Chaos, while a seemingly integral component to any trophy-winning Chelsea campaign, isn’t exactly ideal for a young player with copious scrutinizing eyeballs glaring at him. Pulisic would increasingly find playing time elusive. In both 2019-20 and 2020-21, Pulisic played over 1,700 league minutes. Last season, he played a little under 1,300 league minutes and has only started three of thirteen league matches this season (stats per FBref). Is Pulisic struggling because he’s not playing? Or is he not playing because he’s struggling?
It depends on who you ask.
Pulisic for his Chelsea career. Would you have interest in him if he ends up moving? pic.twitter.com/VkddERCeMH— Scott Willis (@oh_that_crab) June 28, 2022
Short-termism has had a deleterious effect on Chelsea. It’s hurt the club in a macro sense.
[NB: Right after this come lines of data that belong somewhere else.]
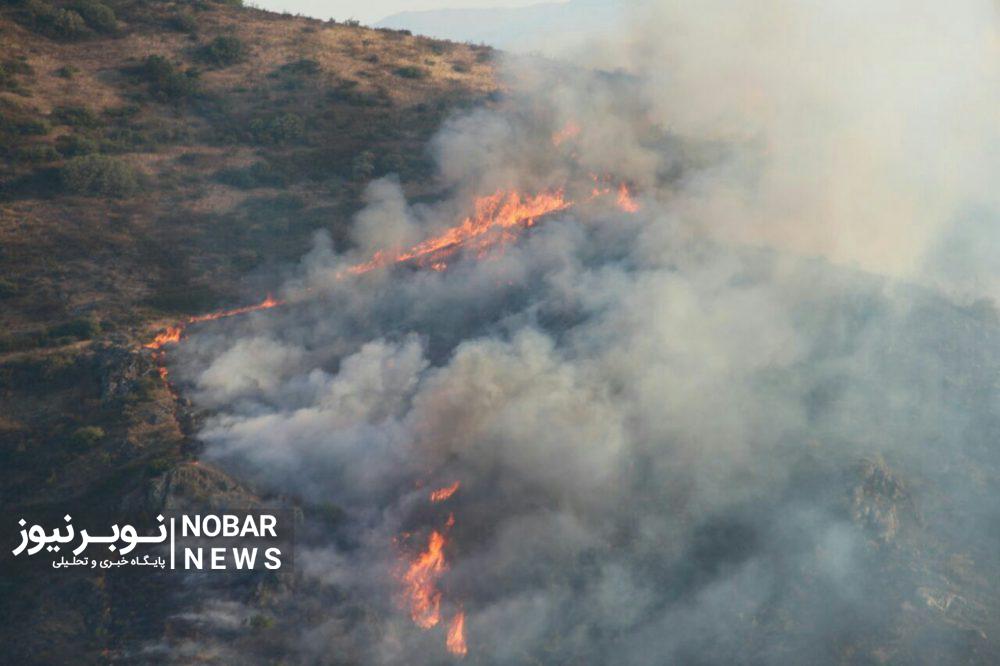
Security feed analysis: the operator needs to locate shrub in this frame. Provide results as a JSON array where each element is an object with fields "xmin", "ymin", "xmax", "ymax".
[
  {"xmin": 247, "ymin": 613, "xmax": 274, "ymax": 631},
  {"xmin": 197, "ymin": 35, "xmax": 248, "ymax": 67},
  {"xmin": 52, "ymin": 9, "xmax": 87, "ymax": 40},
  {"xmin": 140, "ymin": 56, "xmax": 198, "ymax": 102},
  {"xmin": 395, "ymin": 65, "xmax": 428, "ymax": 79},
  {"xmin": 60, "ymin": 155, "xmax": 140, "ymax": 197},
  {"xmin": 0, "ymin": 110, "xmax": 51, "ymax": 136},
  {"xmin": 250, "ymin": 113, "xmax": 305, "ymax": 144},
  {"xmin": 276, "ymin": 58, "xmax": 321, "ymax": 76},
  {"xmin": 52, "ymin": 106, "xmax": 102, "ymax": 127},
  {"xmin": 46, "ymin": 317, "xmax": 101, "ymax": 340},
  {"xmin": 17, "ymin": 143, "xmax": 61, "ymax": 164},
  {"xmin": 73, "ymin": 0, "xmax": 118, "ymax": 34},
  {"xmin": 351, "ymin": 150, "xmax": 375, "ymax": 181},
  {"xmin": 167, "ymin": 11, "xmax": 198, "ymax": 34},
  {"xmin": 0, "ymin": 278, "xmax": 21, "ymax": 298},
  {"xmin": 70, "ymin": 426, "xmax": 107, "ymax": 448},
  {"xmin": 0, "ymin": 60, "xmax": 34, "ymax": 92},
  {"xmin": 215, "ymin": 162, "xmax": 290, "ymax": 190}
]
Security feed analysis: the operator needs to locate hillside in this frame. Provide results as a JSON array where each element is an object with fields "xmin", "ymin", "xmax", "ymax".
[{"xmin": 0, "ymin": 0, "xmax": 496, "ymax": 663}]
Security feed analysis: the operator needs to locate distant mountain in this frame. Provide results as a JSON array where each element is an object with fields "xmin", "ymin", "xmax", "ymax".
[{"xmin": 377, "ymin": 0, "xmax": 625, "ymax": 53}]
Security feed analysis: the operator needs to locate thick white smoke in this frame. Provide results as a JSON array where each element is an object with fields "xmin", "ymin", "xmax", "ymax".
[{"xmin": 168, "ymin": 0, "xmax": 1000, "ymax": 664}]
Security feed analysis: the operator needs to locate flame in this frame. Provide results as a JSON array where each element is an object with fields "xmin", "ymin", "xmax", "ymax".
[
  {"xmin": 552, "ymin": 120, "xmax": 582, "ymax": 148},
  {"xmin": 617, "ymin": 183, "xmax": 639, "ymax": 213},
  {"xmin": 338, "ymin": 189, "xmax": 573, "ymax": 277},
  {"xmin": 431, "ymin": 481, "xmax": 462, "ymax": 502},
  {"xmin": 143, "ymin": 326, "xmax": 184, "ymax": 349},
  {"xmin": 403, "ymin": 530, "xmax": 448, "ymax": 629},
  {"xmin": 445, "ymin": 611, "xmax": 469, "ymax": 657}
]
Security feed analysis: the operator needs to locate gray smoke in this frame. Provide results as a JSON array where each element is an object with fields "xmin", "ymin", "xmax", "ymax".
[{"xmin": 168, "ymin": 0, "xmax": 1000, "ymax": 664}]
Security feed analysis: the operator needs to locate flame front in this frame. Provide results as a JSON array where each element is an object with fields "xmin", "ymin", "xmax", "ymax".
[
  {"xmin": 143, "ymin": 326, "xmax": 184, "ymax": 349},
  {"xmin": 346, "ymin": 189, "xmax": 573, "ymax": 275},
  {"xmin": 403, "ymin": 530, "xmax": 448, "ymax": 629},
  {"xmin": 431, "ymin": 481, "xmax": 462, "ymax": 502},
  {"xmin": 445, "ymin": 611, "xmax": 469, "ymax": 657},
  {"xmin": 188, "ymin": 294, "xmax": 285, "ymax": 324}
]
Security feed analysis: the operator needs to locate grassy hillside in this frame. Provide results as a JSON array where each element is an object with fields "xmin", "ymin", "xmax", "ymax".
[
  {"xmin": 0, "ymin": 0, "xmax": 496, "ymax": 663},
  {"xmin": 0, "ymin": 0, "xmax": 495, "ymax": 340}
]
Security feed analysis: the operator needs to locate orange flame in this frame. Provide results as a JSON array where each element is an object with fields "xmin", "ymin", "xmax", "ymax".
[
  {"xmin": 403, "ymin": 530, "xmax": 448, "ymax": 629},
  {"xmin": 345, "ymin": 189, "xmax": 573, "ymax": 275},
  {"xmin": 618, "ymin": 183, "xmax": 639, "ymax": 213},
  {"xmin": 445, "ymin": 611, "xmax": 469, "ymax": 657},
  {"xmin": 431, "ymin": 481, "xmax": 462, "ymax": 502}
]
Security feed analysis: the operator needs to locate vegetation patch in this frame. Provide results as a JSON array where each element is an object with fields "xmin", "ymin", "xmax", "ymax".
[
  {"xmin": 60, "ymin": 155, "xmax": 142, "ymax": 198},
  {"xmin": 138, "ymin": 55, "xmax": 199, "ymax": 102}
]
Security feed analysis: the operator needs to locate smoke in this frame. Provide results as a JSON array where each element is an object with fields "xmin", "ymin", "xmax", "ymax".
[{"xmin": 174, "ymin": 0, "xmax": 1000, "ymax": 664}]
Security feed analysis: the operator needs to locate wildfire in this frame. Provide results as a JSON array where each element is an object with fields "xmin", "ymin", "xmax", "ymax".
[
  {"xmin": 143, "ymin": 326, "xmax": 183, "ymax": 349},
  {"xmin": 445, "ymin": 611, "xmax": 469, "ymax": 657},
  {"xmin": 403, "ymin": 530, "xmax": 448, "ymax": 629},
  {"xmin": 617, "ymin": 183, "xmax": 639, "ymax": 213},
  {"xmin": 431, "ymin": 481, "xmax": 462, "ymax": 502}
]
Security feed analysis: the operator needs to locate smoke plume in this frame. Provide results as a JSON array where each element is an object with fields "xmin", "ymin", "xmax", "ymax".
[{"xmin": 168, "ymin": 0, "xmax": 1000, "ymax": 665}]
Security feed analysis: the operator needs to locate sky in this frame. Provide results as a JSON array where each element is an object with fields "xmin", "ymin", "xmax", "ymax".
[{"xmin": 253, "ymin": 0, "xmax": 559, "ymax": 23}]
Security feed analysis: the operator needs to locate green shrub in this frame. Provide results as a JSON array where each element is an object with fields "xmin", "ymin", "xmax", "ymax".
[
  {"xmin": 52, "ymin": 106, "xmax": 103, "ymax": 127},
  {"xmin": 17, "ymin": 143, "xmax": 61, "ymax": 164},
  {"xmin": 197, "ymin": 35, "xmax": 248, "ymax": 67},
  {"xmin": 146, "ymin": 456, "xmax": 174, "ymax": 476},
  {"xmin": 72, "ymin": 0, "xmax": 118, "ymax": 34},
  {"xmin": 215, "ymin": 162, "xmax": 290, "ymax": 190},
  {"xmin": 56, "ymin": 134, "xmax": 98, "ymax": 157},
  {"xmin": 0, "ymin": 278, "xmax": 21, "ymax": 299},
  {"xmin": 250, "ymin": 113, "xmax": 305, "ymax": 144},
  {"xmin": 0, "ymin": 60, "xmax": 34, "ymax": 93},
  {"xmin": 140, "ymin": 56, "xmax": 198, "ymax": 102},
  {"xmin": 46, "ymin": 317, "xmax": 101, "ymax": 340},
  {"xmin": 167, "ymin": 11, "xmax": 198, "ymax": 34},
  {"xmin": 395, "ymin": 65, "xmax": 429, "ymax": 79},
  {"xmin": 52, "ymin": 9, "xmax": 88, "ymax": 40},
  {"xmin": 70, "ymin": 426, "xmax": 107, "ymax": 449},
  {"xmin": 247, "ymin": 613, "xmax": 274, "ymax": 631},
  {"xmin": 60, "ymin": 155, "xmax": 141, "ymax": 197}
]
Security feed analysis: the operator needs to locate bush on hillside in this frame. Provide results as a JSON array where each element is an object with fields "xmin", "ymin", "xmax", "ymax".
[
  {"xmin": 395, "ymin": 65, "xmax": 428, "ymax": 79},
  {"xmin": 52, "ymin": 106, "xmax": 103, "ymax": 127},
  {"xmin": 60, "ymin": 155, "xmax": 141, "ymax": 198}
]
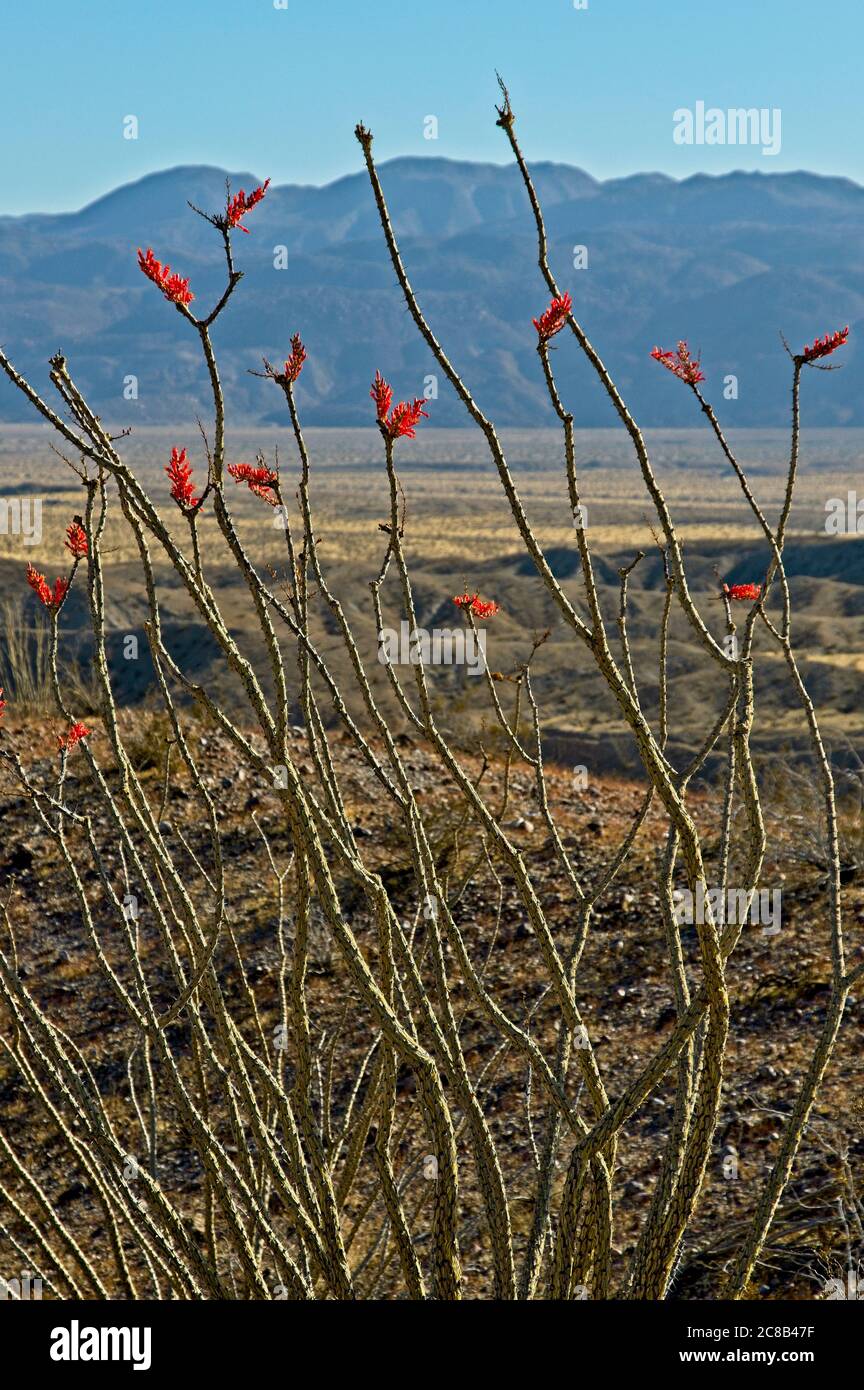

Less than two years after winning the Champions League, FiveThirtyEight rate Chelsea’s odds of qualifying for next season’s competition at just 17% as we head into the World Cup break sitting eight. However, it may be more interesting to look at Chelsea’s decline on a micro level.
The individual careers that make up the large-scale rot prompt many questions. Would Ziyech still be a hipster darling if he’d not joined Chelsea? Would Werner have built upon his astonishing 34-goal 2019-20 Bundesliga season if he’d not left Leipzig for London?
Is Christian Pulisic actually good is just one of many quandaries facing Chelsea at the moment. A definitive answer has yet to arrive, but there is one certainty: opinions on the matter will not be hard to find.